Comparison

Comparison Jokes

I'm not saying I'm ugly...

But when I'm watching porn, the hot sexy women in my area always pop up and ask me if I'm rich.

Me and my brother talking about relationships Me: We live kind of differently Brother: We're sort of alike Me: We're not alike Brother because he's taken: cause you don't have boyfriend! My thoughts: You're right. Cause I have a girlfriend!

My mom gave me a box of chocolates and she said life is like a box of chocolates but then it kind of tastes like dog shit.

What's the difference between a dead baby and a slice of pizza? A dead baby can't feed a family.

What's the difference between a prostitute and a trash bag?

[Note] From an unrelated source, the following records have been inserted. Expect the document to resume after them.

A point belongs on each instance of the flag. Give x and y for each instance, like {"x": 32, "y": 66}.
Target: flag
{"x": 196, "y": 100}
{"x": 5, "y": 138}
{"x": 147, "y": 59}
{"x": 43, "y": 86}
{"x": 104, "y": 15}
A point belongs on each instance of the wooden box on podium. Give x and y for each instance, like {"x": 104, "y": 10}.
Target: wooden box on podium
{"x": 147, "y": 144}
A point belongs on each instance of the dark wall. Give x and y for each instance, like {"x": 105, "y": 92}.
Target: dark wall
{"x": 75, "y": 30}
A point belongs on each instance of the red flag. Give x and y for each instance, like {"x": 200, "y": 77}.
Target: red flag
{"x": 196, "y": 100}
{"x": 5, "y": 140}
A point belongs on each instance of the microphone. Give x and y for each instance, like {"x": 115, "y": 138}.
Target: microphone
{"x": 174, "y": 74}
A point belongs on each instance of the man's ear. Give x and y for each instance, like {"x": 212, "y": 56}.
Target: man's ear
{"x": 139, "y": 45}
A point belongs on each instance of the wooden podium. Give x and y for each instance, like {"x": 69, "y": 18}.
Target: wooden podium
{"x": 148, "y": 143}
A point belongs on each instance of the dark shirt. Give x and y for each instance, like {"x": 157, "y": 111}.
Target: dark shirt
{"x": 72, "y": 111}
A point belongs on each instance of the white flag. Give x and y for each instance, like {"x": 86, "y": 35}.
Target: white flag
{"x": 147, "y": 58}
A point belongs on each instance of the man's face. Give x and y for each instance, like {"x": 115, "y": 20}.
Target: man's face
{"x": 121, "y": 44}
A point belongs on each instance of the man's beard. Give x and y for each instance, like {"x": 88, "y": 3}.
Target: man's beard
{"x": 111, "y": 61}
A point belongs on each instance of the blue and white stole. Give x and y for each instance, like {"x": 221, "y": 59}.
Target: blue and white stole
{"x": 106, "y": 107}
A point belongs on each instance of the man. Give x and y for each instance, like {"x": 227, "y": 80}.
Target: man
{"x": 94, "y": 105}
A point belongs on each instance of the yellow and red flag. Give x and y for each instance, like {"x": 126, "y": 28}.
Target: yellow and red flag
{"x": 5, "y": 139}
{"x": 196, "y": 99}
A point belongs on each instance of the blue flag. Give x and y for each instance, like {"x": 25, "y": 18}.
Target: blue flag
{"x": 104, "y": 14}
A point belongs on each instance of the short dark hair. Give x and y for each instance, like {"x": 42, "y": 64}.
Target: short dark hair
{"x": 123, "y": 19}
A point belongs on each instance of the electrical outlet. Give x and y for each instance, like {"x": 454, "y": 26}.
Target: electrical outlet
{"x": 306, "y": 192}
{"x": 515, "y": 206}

There's a limit to how much trash goes in the trash bag.

What is the difference between a car and a tree 🌲? A tree 🌳 can not drive but a car 🚗 can drive

Q. What's the difference between Trump and a Teletubby? A. The Teletuby is a lot more coherent.

Highest level of insult by a girl by seeing a guy's dick: I can shit bigger logs than that thing of your's 🤣

A man is dating three women and has to choose which one he'll marry. He decides to give them a test. He gives each woman a present of $5000 and watches to see what she does with the money. The first woman does a total make-over. She goes to a fancy beauty salon, gets her hair done, new make up and buys several new outfits to look sexy for the man. She tells him that she has done this to be more attractive for him because she loves him so much. The man was impressed. The second woman goes shopping to buy the man gifts. She gets him a new set of golf clubs, some new gizmos for his computer, and some expensive clothes. As she presents these gifts, she tells him that she has spent all the money on him because she loves him so much. Again, the man is impressed. The third woman invests the money in the stock market. She earns several times the $5000. She gives him back his $5000 and reinvests the remainder in a joint account. She tells him that she wants to save for their future because she loves him so much. Obviously, the man was impressed. The man thought for a long time about what each woman had done with the money,.....Then he married the one with the biggest tits.